As our film industry is so healthily saturated with regular releases spanning a wide range of tastes and genres, it is often easy to overlook movies making waves in other, non-English speaking countries. If you are yet to delve into the world of foreign-cinema, the following 10 choices may do well to be your first.
10. The Conformist
This Italian piece paved the way for many of the conventions still relevant in modern cinema, as well as acting as one of the first to confront the fascism Europe was subjected to 3 decades previously. Based on a novel by Mussolini era journalist Alberto Moravia, the movie tackles the issues surrounding the act of conforming, in this case with regards to a totalitarian government such as Mussolini’s. The cinematography in the piece is often championed as some of the best ever, and it’s easy to see why.
9. Pans Labyrinth
This time set in fascist 1940’s Spain; Pans Labyrinth is the tale of a young girl and her escape from reality into a fantasy world. Despite sounding like a walk in the park, the world which she uses to vent her confusion and loneliness is every bit as terrifying as the civil war torn reality she must endure for real. Featuring some inspiring special effects which act to provide the viewer with an eclectic mixture of some particularly imaginative monsters, the movie is often cited as a modern great- drawing an un-mistakable and sobering line between the magic of childhood and the realities of adulthood.
8. Seven Samurai
In a time when the dusty western cowboy flick dominated American cinema screens, along came Japans ‘Seven Samurai’. Basically a solid interpretation of themes commonly conveyed in aforementioned westerns, this early trip into the power and potential of Samurai culture within cinema follows seven skilled warriors and their mission to protect a village from bandits. Not the most intricate of plots no, but this piece certainly helped pave the way for the modern violent action movie.
7. Das Boot
Often praised as the most gripping take on WWII camaraderie to date, Das Boot (the boat) is several hours of intense U-Boat set claustrophobia and the effect it has on a crew that (for the most part) are disenchanted with their cause. Patrolling the Atlantic and Mediterranean Oceans with nothing but anticipation for company, the movie chooses to focus on the portrayal of the psychological conditions of the men underwater than it does solid plot. Despite touching on some of those quickly boring war-movie clichés, Das Boot is an odyssey of endurance.
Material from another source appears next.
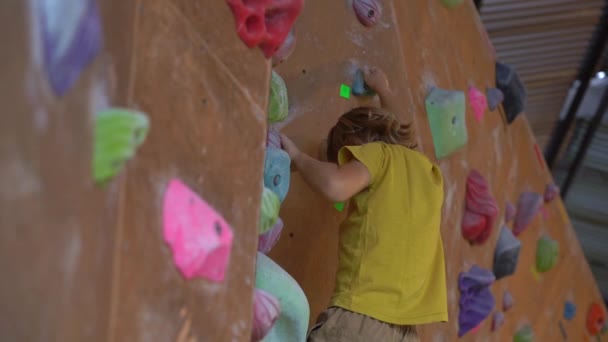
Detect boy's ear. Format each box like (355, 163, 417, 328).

Amelie is the critically acclaimed story of a young French woman who, after devoting much of her life in the pursuit of securing other people happiness, finally comes across the key to her own inner joy. Having endured a distanced childhood, Amelie moves to Paris to work as a waitress, soon setting out to assist her many acquaintances with their misgivings. After a while her attention turns toward her own position in life, and she sets out to seek love. The overall tone of the piece carries something very magical yet in a way self-conscious, making for an intriguing watch.